S.3060 articulates that its desired reach is to all research conducted within the United States. In this regard, the legislation would mandate all such research be conducted in accordance with "Ethical Principles" specifically included by the statute. Those principles, in general, are the standards for approval to be followed by IRBs under either bill.
In the case of S.3060, the voluntary accreditation approach is made mandatory. Within six years of its adoption, IRBs would be required to be accredited by OHRP or an approved accrediting entity. The basis for accreditation would include requirements that board members have appropriate: a) expertise, experience, and education; b) insulation from conflicts; and c) established adequate review processes.
The bill addresses research in countries outside the United States. OHRP, in consultation with the Secretary of State, will be required to publish a list of countries in which research oversight is similar to the United States.

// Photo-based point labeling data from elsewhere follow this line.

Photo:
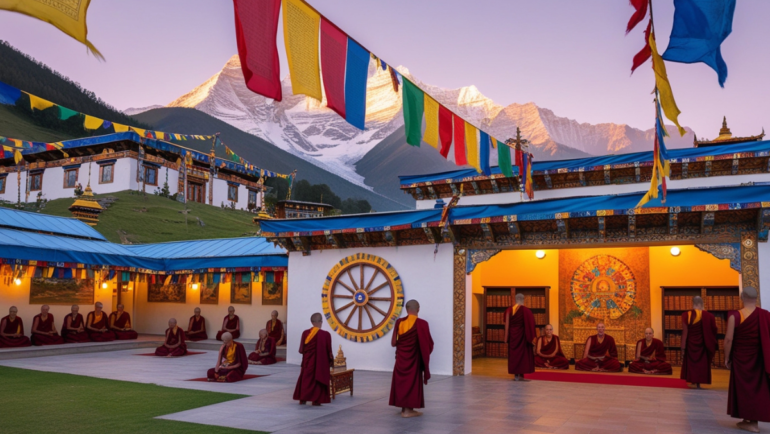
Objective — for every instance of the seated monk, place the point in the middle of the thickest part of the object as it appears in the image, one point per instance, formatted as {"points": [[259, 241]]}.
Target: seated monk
{"points": [[548, 352], [231, 361], [174, 345], [74, 328], [231, 324], [196, 328], [96, 325], [12, 331], [601, 354], [44, 330], [120, 324], [264, 353], [275, 330], [650, 356]]}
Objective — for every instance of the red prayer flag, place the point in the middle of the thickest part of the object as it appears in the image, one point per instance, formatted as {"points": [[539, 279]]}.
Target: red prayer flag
{"points": [[334, 45], [256, 24]]}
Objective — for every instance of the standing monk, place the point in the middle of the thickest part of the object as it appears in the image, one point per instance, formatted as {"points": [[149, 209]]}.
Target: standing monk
{"points": [[548, 353], [747, 356], [316, 349], [196, 328], [231, 324], [44, 330], [120, 324], [520, 337], [411, 337], [699, 343], [650, 356], [174, 345], [601, 354], [12, 331], [74, 329]]}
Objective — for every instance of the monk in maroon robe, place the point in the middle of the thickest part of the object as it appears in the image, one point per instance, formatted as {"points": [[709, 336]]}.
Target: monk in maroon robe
{"points": [[548, 353], [231, 361], [264, 353], [275, 330], [601, 354], [414, 344], [174, 345], [44, 330], [120, 324], [12, 331], [196, 328], [96, 325], [747, 356], [520, 336], [650, 356], [315, 345], [74, 328], [231, 324], [699, 343]]}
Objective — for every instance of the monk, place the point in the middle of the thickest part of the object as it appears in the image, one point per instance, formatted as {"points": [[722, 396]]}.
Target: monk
{"points": [[414, 344], [315, 345], [174, 345], [275, 330], [44, 330], [231, 361], [196, 328], [12, 331], [231, 324], [74, 328], [650, 356], [520, 337], [264, 353], [699, 343], [601, 354], [120, 324], [96, 325], [548, 353], [747, 356]]}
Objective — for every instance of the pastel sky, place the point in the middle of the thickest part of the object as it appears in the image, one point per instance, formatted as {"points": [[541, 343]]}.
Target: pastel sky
{"points": [[566, 55]]}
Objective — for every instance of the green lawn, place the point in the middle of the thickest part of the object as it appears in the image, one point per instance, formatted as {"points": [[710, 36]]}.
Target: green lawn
{"points": [[43, 402]]}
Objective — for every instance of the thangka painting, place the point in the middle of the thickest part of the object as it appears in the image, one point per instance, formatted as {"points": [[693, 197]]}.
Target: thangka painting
{"points": [[171, 293], [50, 290], [272, 294]]}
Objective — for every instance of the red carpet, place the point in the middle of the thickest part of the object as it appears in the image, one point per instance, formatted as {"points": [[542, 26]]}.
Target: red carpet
{"points": [[617, 379]]}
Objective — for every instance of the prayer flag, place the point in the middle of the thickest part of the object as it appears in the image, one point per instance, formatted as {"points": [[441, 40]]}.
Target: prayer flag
{"points": [[300, 32], [256, 26]]}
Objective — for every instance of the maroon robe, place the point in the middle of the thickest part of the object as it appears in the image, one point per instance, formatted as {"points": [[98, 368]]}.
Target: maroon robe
{"points": [[558, 361], [230, 324], [45, 326], [173, 339], [749, 393], [72, 336], [123, 322], [317, 359], [192, 329], [412, 368], [700, 347], [269, 347], [607, 349], [234, 374], [655, 349], [102, 323], [13, 327], [521, 335]]}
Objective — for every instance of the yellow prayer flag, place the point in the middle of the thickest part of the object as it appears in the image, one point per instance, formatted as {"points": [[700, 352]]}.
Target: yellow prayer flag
{"points": [[431, 121], [300, 32]]}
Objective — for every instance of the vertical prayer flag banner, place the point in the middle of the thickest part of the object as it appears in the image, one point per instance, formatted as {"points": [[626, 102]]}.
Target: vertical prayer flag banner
{"points": [[256, 27], [334, 47], [300, 32]]}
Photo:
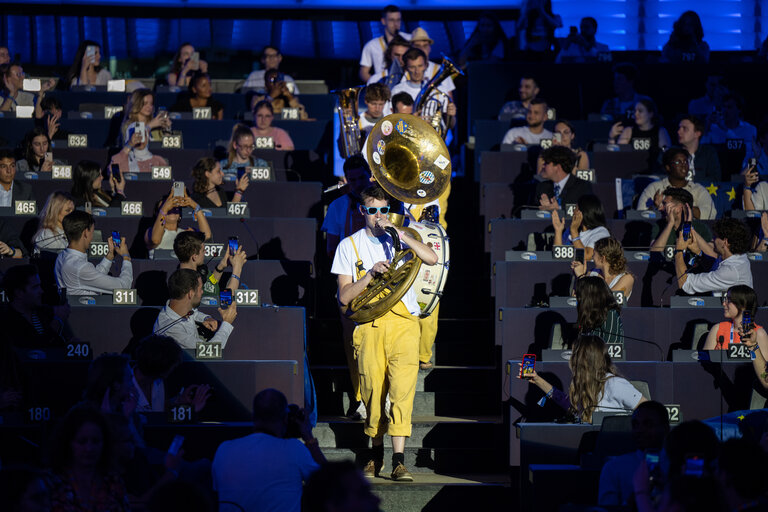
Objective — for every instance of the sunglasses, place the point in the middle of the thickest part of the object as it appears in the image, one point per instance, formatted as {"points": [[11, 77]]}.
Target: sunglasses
{"points": [[372, 210]]}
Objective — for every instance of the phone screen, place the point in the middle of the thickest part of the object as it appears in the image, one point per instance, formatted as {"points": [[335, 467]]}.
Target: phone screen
{"points": [[528, 367]]}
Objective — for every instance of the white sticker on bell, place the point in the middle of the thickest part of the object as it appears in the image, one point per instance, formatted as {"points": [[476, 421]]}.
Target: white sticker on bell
{"points": [[442, 162]]}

In those countries research may be conducted, provided an ethics review board in that country will review it. In cases where there is research involving greater than minimal risk in countries not on the published list, review of the effort must be by an ethics review committee of that country (if it exists) and an accredited IRB.

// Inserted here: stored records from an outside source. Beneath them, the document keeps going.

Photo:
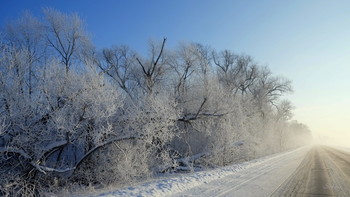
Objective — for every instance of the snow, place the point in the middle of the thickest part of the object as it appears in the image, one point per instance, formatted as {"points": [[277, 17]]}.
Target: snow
{"points": [[261, 175]]}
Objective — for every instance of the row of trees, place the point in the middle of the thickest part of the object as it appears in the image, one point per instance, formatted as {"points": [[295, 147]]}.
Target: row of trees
{"points": [[74, 114]]}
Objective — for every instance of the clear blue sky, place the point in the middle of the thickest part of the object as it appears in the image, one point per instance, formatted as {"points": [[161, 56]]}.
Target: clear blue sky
{"points": [[307, 41]]}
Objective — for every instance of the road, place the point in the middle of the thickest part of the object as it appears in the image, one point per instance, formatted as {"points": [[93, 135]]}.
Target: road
{"points": [[325, 171], [315, 171]]}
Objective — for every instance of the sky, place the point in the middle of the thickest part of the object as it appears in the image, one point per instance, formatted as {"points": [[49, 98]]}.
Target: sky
{"points": [[307, 42]]}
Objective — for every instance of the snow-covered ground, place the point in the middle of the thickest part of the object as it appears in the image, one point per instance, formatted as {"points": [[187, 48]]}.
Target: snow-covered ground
{"points": [[259, 177]]}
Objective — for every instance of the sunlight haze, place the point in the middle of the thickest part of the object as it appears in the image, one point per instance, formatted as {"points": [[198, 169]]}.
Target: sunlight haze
{"points": [[307, 42]]}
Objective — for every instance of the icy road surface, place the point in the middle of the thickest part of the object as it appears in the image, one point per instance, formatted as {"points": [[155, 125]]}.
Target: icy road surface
{"points": [[260, 177]]}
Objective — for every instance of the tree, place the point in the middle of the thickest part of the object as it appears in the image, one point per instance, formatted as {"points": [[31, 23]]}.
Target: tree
{"points": [[153, 69], [65, 34], [119, 63], [25, 34]]}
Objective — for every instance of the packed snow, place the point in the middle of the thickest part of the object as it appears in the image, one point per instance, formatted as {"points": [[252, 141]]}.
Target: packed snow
{"points": [[222, 181]]}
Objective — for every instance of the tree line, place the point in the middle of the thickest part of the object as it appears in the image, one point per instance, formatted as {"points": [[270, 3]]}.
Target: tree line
{"points": [[72, 114]]}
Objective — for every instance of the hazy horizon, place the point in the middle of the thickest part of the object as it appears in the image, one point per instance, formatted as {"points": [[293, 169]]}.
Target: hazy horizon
{"points": [[306, 42]]}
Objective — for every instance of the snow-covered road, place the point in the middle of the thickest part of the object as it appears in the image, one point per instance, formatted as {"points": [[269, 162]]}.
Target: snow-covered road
{"points": [[260, 177]]}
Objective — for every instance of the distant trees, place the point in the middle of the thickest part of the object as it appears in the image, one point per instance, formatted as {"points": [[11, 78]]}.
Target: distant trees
{"points": [[74, 114]]}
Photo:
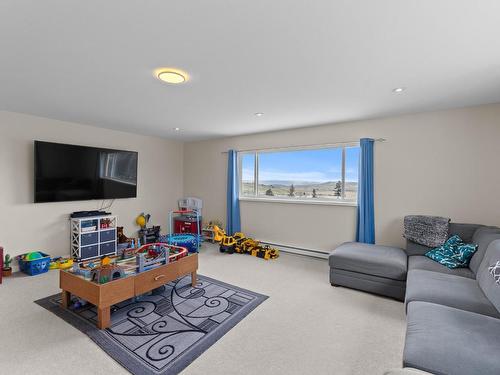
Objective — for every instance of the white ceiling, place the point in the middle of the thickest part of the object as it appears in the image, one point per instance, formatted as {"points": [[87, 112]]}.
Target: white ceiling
{"points": [[300, 62]]}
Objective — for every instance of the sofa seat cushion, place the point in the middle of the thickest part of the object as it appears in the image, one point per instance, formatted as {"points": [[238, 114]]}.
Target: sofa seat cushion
{"points": [[445, 340], [421, 262], [383, 261], [450, 290], [482, 237]]}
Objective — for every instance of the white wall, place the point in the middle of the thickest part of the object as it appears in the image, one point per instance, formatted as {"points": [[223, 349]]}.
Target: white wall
{"points": [[437, 163], [25, 226]]}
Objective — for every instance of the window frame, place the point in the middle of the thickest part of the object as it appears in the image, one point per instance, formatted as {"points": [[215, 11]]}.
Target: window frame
{"points": [[256, 198]]}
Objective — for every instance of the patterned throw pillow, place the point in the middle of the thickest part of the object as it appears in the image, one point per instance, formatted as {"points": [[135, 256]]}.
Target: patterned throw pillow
{"points": [[454, 253], [495, 271]]}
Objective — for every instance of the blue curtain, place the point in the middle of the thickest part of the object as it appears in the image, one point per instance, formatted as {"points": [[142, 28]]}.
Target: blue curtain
{"points": [[233, 204], [365, 231]]}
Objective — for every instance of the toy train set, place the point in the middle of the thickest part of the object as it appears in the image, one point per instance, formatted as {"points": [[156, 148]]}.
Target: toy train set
{"points": [[131, 261]]}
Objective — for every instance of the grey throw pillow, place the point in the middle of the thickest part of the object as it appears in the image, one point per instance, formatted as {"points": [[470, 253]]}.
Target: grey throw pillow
{"points": [[495, 271], [430, 231]]}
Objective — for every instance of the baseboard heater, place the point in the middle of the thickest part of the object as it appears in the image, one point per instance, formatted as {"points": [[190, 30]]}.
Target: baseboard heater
{"points": [[322, 254]]}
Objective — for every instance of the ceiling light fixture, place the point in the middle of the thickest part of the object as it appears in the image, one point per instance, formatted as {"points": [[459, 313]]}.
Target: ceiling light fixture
{"points": [[170, 75]]}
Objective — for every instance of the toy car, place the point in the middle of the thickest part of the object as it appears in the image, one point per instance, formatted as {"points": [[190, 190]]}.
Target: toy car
{"points": [[227, 245]]}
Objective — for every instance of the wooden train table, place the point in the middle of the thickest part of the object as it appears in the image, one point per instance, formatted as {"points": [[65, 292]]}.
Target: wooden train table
{"points": [[103, 296]]}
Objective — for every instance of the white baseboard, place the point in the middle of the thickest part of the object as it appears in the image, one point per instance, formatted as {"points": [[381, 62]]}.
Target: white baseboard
{"points": [[298, 250]]}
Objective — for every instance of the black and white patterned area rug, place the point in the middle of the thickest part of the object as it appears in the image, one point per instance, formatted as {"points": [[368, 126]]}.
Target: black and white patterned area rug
{"points": [[165, 331]]}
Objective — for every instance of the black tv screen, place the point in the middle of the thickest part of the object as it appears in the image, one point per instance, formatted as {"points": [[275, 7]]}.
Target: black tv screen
{"points": [[70, 173]]}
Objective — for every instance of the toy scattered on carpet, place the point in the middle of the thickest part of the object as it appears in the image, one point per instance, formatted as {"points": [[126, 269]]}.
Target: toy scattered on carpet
{"points": [[34, 263], [106, 272], [60, 263], [7, 269], [142, 220], [239, 243], [218, 233]]}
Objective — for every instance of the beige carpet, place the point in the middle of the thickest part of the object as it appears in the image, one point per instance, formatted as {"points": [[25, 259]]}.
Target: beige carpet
{"points": [[305, 327]]}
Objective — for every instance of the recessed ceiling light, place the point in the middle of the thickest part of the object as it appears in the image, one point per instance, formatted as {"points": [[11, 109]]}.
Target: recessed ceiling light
{"points": [[169, 75]]}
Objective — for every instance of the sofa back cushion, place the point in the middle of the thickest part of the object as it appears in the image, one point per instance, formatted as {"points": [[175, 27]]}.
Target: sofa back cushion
{"points": [[464, 231], [487, 276], [482, 237]]}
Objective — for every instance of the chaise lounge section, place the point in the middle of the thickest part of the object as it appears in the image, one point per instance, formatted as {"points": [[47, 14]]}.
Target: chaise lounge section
{"points": [[453, 314]]}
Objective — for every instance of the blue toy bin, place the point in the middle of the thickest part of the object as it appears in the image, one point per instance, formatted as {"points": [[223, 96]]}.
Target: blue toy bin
{"points": [[34, 267]]}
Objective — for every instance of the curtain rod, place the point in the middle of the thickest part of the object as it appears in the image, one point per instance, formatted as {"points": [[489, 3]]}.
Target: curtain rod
{"points": [[306, 146]]}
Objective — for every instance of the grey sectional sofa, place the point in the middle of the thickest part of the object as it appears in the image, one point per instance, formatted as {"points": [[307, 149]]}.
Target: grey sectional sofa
{"points": [[453, 314]]}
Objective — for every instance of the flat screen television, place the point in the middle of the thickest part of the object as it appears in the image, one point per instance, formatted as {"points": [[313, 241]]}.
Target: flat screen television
{"points": [[71, 173]]}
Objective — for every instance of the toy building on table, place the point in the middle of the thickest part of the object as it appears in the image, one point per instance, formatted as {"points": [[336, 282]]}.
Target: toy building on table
{"points": [[146, 257]]}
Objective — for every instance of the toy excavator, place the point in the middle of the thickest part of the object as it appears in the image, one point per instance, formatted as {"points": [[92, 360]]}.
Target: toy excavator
{"points": [[241, 244]]}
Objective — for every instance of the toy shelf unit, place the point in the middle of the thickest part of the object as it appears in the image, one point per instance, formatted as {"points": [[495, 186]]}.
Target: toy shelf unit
{"points": [[93, 237]]}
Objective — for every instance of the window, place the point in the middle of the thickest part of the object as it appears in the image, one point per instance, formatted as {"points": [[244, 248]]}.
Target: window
{"points": [[320, 174]]}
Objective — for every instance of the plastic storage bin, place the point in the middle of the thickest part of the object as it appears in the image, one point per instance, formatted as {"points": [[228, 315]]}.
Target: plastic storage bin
{"points": [[34, 267]]}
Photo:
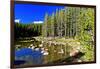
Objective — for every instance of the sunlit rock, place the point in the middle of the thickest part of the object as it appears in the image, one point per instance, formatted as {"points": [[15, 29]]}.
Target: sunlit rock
{"points": [[61, 51]]}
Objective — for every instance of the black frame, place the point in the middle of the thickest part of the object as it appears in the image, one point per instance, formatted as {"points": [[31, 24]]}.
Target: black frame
{"points": [[43, 3]]}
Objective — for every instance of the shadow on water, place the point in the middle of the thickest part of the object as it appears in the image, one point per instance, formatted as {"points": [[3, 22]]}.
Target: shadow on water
{"points": [[28, 56], [69, 59]]}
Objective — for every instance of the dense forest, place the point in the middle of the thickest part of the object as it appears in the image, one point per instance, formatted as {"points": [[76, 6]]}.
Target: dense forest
{"points": [[74, 24]]}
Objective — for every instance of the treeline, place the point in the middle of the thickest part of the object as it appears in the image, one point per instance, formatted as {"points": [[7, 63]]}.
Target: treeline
{"points": [[27, 30], [69, 22]]}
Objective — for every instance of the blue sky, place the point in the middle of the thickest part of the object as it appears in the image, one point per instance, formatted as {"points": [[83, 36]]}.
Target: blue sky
{"points": [[28, 13]]}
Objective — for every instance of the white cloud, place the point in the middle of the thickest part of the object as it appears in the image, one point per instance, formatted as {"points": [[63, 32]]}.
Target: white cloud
{"points": [[17, 20], [36, 22]]}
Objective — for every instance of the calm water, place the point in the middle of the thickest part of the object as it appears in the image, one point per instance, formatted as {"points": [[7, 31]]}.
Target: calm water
{"points": [[25, 55], [29, 56]]}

S.3060 specifically requires regulatory activity in a wide variety of areas. Some will be helpful in hopefully in providing clear rules to IRBs and institutions on what is allowable and what is not. For example, in the area of clinical trial subject compensation, there might be a regulation that says payment may be made to a subject up to "$X" per visit during a clinical trial, as opposed to a general regulation that says payments must be consistent with a goal to protect subjects against coercion or duress. Additionally, there also would likely be a regulation to address payments for recruiting subjects, specifically, the amounts and conditions under which payments may be made. Another mandated area is specific regulation of the appropriate use of placebos in research.

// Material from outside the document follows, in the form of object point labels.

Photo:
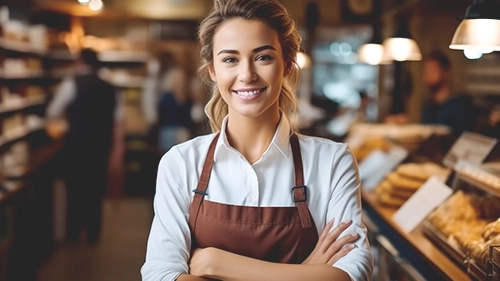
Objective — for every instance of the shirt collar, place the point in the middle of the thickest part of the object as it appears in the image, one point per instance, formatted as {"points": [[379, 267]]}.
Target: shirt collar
{"points": [[281, 139]]}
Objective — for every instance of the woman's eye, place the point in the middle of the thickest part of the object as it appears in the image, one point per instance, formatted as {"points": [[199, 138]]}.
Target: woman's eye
{"points": [[229, 60], [264, 58]]}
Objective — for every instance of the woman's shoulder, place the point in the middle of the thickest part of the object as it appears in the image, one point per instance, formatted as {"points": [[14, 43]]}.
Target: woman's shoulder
{"points": [[193, 148], [322, 144]]}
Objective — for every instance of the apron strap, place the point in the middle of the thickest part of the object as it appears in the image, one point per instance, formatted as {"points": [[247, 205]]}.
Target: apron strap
{"points": [[200, 191], [299, 190]]}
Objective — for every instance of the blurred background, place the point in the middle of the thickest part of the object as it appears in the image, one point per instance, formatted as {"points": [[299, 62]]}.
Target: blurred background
{"points": [[364, 63]]}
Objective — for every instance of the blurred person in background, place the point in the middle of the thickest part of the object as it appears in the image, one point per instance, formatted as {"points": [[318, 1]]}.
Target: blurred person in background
{"points": [[224, 205], [91, 109], [443, 107], [175, 124]]}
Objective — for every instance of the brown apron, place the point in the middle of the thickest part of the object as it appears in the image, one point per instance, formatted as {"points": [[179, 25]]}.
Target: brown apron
{"points": [[274, 234]]}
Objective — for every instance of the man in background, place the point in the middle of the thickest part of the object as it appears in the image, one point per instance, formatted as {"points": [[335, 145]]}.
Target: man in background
{"points": [[91, 110], [442, 107]]}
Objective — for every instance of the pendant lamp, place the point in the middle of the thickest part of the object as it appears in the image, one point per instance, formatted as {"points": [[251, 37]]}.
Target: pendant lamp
{"points": [[480, 29], [401, 46], [372, 52]]}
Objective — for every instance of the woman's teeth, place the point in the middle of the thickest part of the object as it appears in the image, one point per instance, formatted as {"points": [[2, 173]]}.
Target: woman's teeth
{"points": [[248, 93]]}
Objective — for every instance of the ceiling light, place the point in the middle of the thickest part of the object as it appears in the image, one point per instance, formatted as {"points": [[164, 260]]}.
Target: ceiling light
{"points": [[95, 5], [401, 46], [303, 60], [480, 29], [472, 54]]}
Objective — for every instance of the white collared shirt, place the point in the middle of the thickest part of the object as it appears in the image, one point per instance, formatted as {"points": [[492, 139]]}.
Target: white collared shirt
{"points": [[330, 173]]}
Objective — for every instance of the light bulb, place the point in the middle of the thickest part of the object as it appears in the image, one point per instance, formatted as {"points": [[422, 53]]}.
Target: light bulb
{"points": [[95, 5], [472, 54]]}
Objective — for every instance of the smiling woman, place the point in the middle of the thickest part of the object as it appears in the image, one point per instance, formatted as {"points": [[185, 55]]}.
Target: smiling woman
{"points": [[288, 205]]}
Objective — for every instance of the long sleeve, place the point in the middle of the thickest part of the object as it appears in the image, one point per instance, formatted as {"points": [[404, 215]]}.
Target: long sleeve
{"points": [[345, 203], [169, 240]]}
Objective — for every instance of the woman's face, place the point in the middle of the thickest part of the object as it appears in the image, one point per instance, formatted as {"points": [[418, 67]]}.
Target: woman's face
{"points": [[248, 67]]}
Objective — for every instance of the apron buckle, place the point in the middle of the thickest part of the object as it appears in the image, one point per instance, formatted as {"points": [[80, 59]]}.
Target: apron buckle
{"points": [[200, 192], [298, 195]]}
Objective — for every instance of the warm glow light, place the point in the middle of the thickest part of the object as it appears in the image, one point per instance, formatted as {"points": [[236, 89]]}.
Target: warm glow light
{"points": [[371, 53], [472, 54], [303, 60], [95, 5], [480, 34], [401, 49]]}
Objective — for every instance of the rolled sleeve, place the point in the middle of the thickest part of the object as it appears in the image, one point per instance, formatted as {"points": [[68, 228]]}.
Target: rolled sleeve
{"points": [[345, 204], [169, 239]]}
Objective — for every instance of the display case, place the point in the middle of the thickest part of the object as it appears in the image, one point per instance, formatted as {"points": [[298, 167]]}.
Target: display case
{"points": [[467, 224]]}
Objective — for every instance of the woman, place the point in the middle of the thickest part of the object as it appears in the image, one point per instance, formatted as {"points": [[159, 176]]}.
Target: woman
{"points": [[248, 202]]}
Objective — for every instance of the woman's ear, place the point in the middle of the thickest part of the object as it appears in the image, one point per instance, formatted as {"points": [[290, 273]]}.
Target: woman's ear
{"points": [[288, 69], [211, 71]]}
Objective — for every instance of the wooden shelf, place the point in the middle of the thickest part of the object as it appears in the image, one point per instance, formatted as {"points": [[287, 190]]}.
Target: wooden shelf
{"points": [[29, 75], [19, 135], [21, 47], [23, 105], [416, 239]]}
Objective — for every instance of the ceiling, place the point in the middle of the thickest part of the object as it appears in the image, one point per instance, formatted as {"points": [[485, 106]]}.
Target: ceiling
{"points": [[149, 9]]}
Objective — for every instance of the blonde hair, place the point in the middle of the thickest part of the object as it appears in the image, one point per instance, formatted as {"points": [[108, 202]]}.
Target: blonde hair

As is the case with H.R. 4697, there is a great deal of emphasis on avoiding conflicts of interest. This proposal addresses institutional as well as investigator conflicts, and particularly where there is receipt of "significant income" from an interested entity — defined as an expectation of more than $10,000 in a 12-month period.
While it is not possible to know the form of any final bill coming out the Congress at this point, the messages being conveyed are clear. First, it will become highly desirable, if not mandatory, for IRBs to put themselves in a position to be accredited. This means that creating an auditable trail of documentation necessary to show compliance with existing regulatory requirements is becoming more important.
Second, if research participants, including industry, desire to maintain a voluntary, as opposed to a much more mandatory or regulatory environment, they will need to become more actively involved in the legislative process.
Third, it simply should not matter to anyone whether federal law, in terms of the approval processes to be applied, governs research.
Finally, the Association of American Medical Colleges reports, as well as others, and these legislative proposals, provide a very clear message that conflict-of-interest oversight and disclosure are high-priority items. Institutions and their related IRBs would do well to make this an area of focus.